App_Start/Startup.Auth.cs:
C#
app.UseCookieAuthentication(new CookieAuthenticationOptions
{
AuthenticationType = "Identity.Application",
CookieName = ".AspNet.SharedCookie",
LoginPath = new PathString("/Account/Login"),
Provider = new CookieAuthenticationProvider
{
OnValidateIdentity =
SecurityStampValidator
.OnValidateIdentity<ApplicationUserManager, ApplicationUser>(
validateInterval: TimeSpan.FromMinutes(30),
regenerateIdentity: (manager, user) =>
user.GenerateUserIdentityAsync(manager))
},
TicketDataFormat = new AspNetTicketDataFormat(
new DataProtectorShim(
DataProtectionProvider.Create({PATH TO COMMON KEY RING FOLDER},
(builder) => { builder.SetApplicationName("SharedCookieApp"); })
.CreateProtector(
"Microsoft.AspNetCore.Authentication.Cookies." +
"CookieAuthenticationMiddleware",
"Identity.Application",
"v2"))),
CookieManager = new ChunkingCookieManager()
});
System.Web.Helpers.AntiForgeryConfig.UniqueClaimTypeIdentifier =
"http://schemas.xmlsoap.org/ws/2005/05/identity/claims/name";
When generating a user identity, the authentication type (
Identity.Application
) must match the type defined in AuthenticationType
set with UseCookieAuthentication
in App_Start/Startup.Auth.cs.
Models/IdentityModels.cs:
C#
public class ApplicationUser : IdentityUser
{
public async Task<ClaimsIdentity> GenerateUserIdentityAsync(
UserManager<ApplicationUser> manager)
{
// The authenticationType must match the one defined in
// CookieAuthenticationOptions.AuthenticationType
var userIdentity =
await manager.CreateIdentityAsync(this, "Identity.Application");
// Add custom user claims here
return userIdentity;
}
}
Use a common user database
When apps use the same Identity schema (same version of Identity), confirm that the Identity system for each app is pointed at the same user database. Otherwise, the identity system produces failures at runtime when it attempts to match the information in the authentication cookie against the information in its database.
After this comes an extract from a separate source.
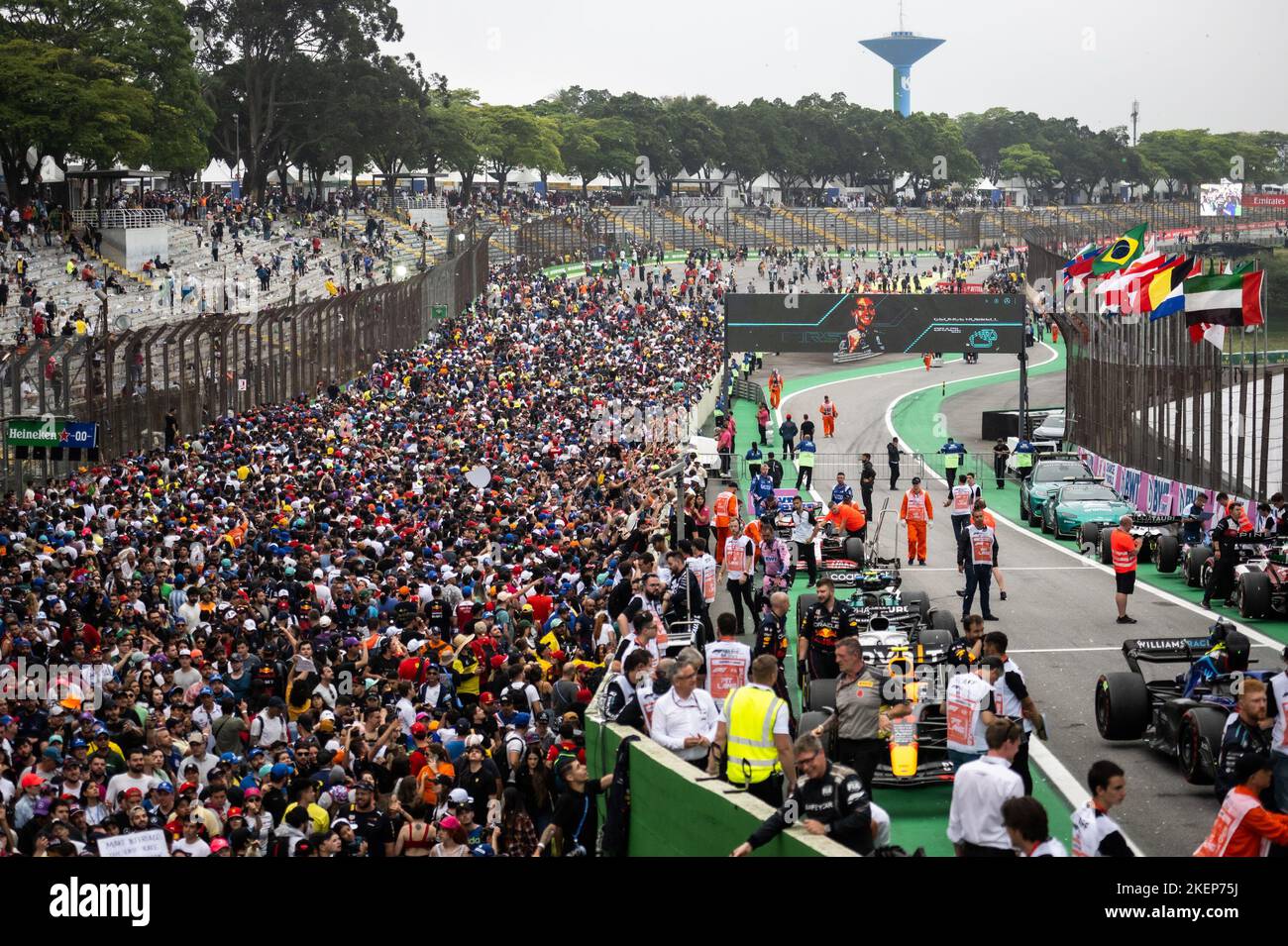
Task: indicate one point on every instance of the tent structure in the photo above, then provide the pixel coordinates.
(217, 172)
When the Identity schema is different among apps, usually because apps are using different Identity versions, sharing a common database based on the latest version of Identity isn't possible without remapping and adding columns in other app's Identity schemas. It's often more efficient to upgrade the other apps to use the latest Identity version so that a common database can be shared by the apps.